Title: Classifier-guided neural blind deconvolution: a physics-informed denoising module for bearing fault diagnosis under heavy noise

Abstract: Blind deconvolution (BD) has been demonstrated as an efficacious approach for extracting bearing fault-specific features from vibration signals under strong background noise. Despite BD's desirable feature in adaptability and mathematical interpretability, a significant challenge persists: How to effectively integrate BD with fault-diagnosing classifiers? This issue arises because the traditional BD method is solely designed for feature extraction with its own optimizer and objective function. When BD is combined with downstream deep learning classifiers, the different learning objectives will be in conflict. To address this problem, this paper introduces classifier-guided BD (ClassBD) for joint learning of BD-based feature extraction and deep learning-based fault classification. Firstly, we present a time and frequency neural BD that employs neural networks to implement conventional BD, thereby facilitating the seamless integration of BD and the deep learning classifier for co-optimization of model parameters. Subsequently, we develop a unified framework to use a deep learning classifier to guide the learning of BD filters. In addition, we devise a physics-informed loss function composed of kurtosis, $l_2/l_4$ norm, and a cross-entropy loss to jointly optimize the BD filters and deep learning classifier. Consequently, the fault labels provide useful information to direct BD to extract features that distinguish classes amidst strong noise.
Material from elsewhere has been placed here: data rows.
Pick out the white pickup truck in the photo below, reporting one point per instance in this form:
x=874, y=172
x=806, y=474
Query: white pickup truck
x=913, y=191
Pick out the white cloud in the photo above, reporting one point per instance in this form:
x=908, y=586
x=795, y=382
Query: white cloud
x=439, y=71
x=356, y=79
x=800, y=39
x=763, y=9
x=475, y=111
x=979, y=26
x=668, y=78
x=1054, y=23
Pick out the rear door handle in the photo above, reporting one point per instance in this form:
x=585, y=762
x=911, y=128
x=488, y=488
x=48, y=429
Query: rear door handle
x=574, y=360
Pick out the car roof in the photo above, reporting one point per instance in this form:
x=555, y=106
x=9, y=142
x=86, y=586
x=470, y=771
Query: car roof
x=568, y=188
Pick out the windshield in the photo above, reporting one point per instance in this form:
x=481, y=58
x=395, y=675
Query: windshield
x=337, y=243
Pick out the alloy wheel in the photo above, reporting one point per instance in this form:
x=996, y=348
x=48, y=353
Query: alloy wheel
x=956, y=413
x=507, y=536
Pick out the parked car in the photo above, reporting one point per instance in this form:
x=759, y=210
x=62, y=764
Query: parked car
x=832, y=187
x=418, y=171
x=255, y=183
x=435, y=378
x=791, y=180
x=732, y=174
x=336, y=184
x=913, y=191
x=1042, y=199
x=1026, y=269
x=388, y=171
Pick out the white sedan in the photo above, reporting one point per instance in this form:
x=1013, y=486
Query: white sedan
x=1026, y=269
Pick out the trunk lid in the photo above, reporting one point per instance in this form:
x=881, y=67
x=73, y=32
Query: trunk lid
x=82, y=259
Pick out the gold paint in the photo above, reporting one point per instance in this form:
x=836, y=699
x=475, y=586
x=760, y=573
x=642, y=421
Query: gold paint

To the best of our knowledge, this is the first of its kind that BD is successfully applied to bearing fault diagnosis. Experimental results from three datasets demonstrate that ClassBD outperforms other state-of-the-art methods under noisy conditions.
Subjects: Signal Processing (eess.SP); Machine Learning (cs.LG)
Cite as: arXiv:2404.15341 [eess.SP]
  (or arXiv:2404.15341v1 [eess.SP] for this version)

Submission history

From: JingXiao Liao [view email]
[v1] Thu, 11 Apr 2024 03:17:05 GMT (4240kb,D)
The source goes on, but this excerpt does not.